Fatehpur Sikri Agra, India
The city of Fatehpur Sikri is located at a distance of 40 km from Agra. According to legend, the Emperor Akbar, who did not have a male heir, was delighted when a son was born to him after he made a pilgrimage to visit the Sufi saint Sheikh Salim Chisti. To commemorate this event he decided to name his son Salim (later known as Jahangir) and to build a perfect city to honour the Saint.
Fatehpur Sikri was built to symbolize the power of Akbar's empire, to represent the meaning of Allah's message to mankind and to display the wonders of the Islamic faith. Completed in 1578, Fatehpur Sikri has a grand palace where Akbar's court functioned for a few years, until the shortage of water caused the city to be abandoned.
Other grand monuments in Fatehpur Sikri are Panch Mahal, the Buland Darwaza, a mosque dedicated to Sheikh Salim Chisti, a tomb for the Sufi saint within the mosque, a prayer hall for the new religion called Din-i-Illahi started by Akbar and halls of public and private audience, the Diwan-i-am and Diwan-i-Khas.
The Panch Mahal is a five-storeyed palace where the Akbar's wives and the ladies of the harem lived. The carved lattice screens of the Panch Mahal shielded the women from view while allowing them to see what happened outside. Akbar is believed to have played games of chess or chequers with court attendants as pieces moving across the paved courtyard.

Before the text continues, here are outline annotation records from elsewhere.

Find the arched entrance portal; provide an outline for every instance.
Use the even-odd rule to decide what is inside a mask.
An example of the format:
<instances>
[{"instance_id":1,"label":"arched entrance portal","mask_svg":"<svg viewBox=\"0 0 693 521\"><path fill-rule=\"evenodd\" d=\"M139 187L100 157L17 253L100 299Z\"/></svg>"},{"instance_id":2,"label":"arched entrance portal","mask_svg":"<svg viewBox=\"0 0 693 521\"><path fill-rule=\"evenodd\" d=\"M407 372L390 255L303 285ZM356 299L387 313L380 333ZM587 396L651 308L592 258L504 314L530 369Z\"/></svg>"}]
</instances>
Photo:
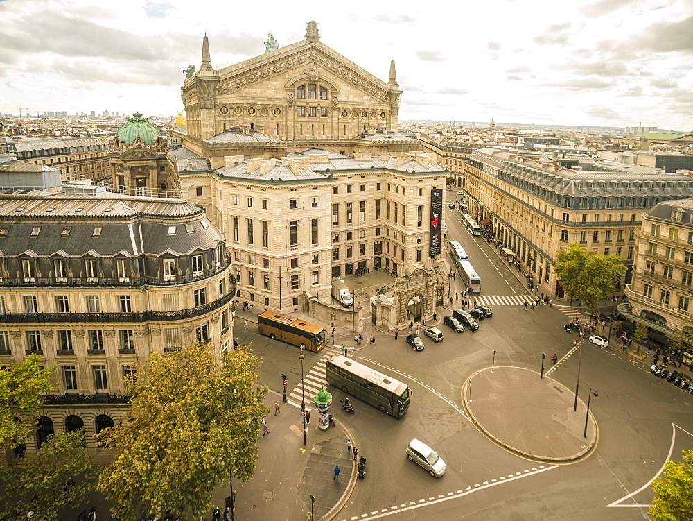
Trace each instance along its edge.
<instances>
[{"instance_id":1,"label":"arched entrance portal","mask_svg":"<svg viewBox=\"0 0 693 521\"><path fill-rule=\"evenodd\" d=\"M407 320L419 322L421 320L423 300L421 295L413 296L407 302Z\"/></svg>"}]
</instances>

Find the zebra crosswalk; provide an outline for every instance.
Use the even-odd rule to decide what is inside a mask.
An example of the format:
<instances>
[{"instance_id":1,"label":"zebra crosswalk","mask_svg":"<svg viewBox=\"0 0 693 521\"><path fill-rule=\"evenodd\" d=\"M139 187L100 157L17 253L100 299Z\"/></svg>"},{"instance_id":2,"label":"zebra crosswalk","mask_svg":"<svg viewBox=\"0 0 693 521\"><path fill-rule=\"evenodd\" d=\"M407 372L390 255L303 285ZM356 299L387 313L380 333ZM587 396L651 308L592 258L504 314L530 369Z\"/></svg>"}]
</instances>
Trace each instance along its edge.
<instances>
[{"instance_id":1,"label":"zebra crosswalk","mask_svg":"<svg viewBox=\"0 0 693 521\"><path fill-rule=\"evenodd\" d=\"M336 352L339 352L339 351L335 349L328 348L317 364L304 375L304 385L305 388L301 386L301 382L299 381L298 384L291 390L291 392L287 393L288 398L292 402L297 405L300 405L301 391L304 391L306 403L312 404L313 402L313 397L317 394L323 386L326 388L329 385L327 382L327 377L325 375L325 370L327 366L327 360Z\"/></svg>"},{"instance_id":2,"label":"zebra crosswalk","mask_svg":"<svg viewBox=\"0 0 693 521\"><path fill-rule=\"evenodd\" d=\"M525 302L528 305L532 297L523 295L508 295L505 296L489 297L476 295L470 298L471 302L476 300L480 306L521 306Z\"/></svg>"}]
</instances>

The Buland Darwaza is a grand gateway built by Akbar to celebrate his victory over the rulers of Gujarat. The towering portal rises 176 feet from ground level. The grand recessed central arch is the most magnificent gateway India. The words on the arch in Islamic calligraphy state: "The world is but a bridge; Pass over but build no houses on it."
The magnificent palaces and buildings of the abandoned city of Fatehpur Sikri stand today as a testimony to the power of nature over the grand ambitions of the mighty Mughal Emperor Akbar.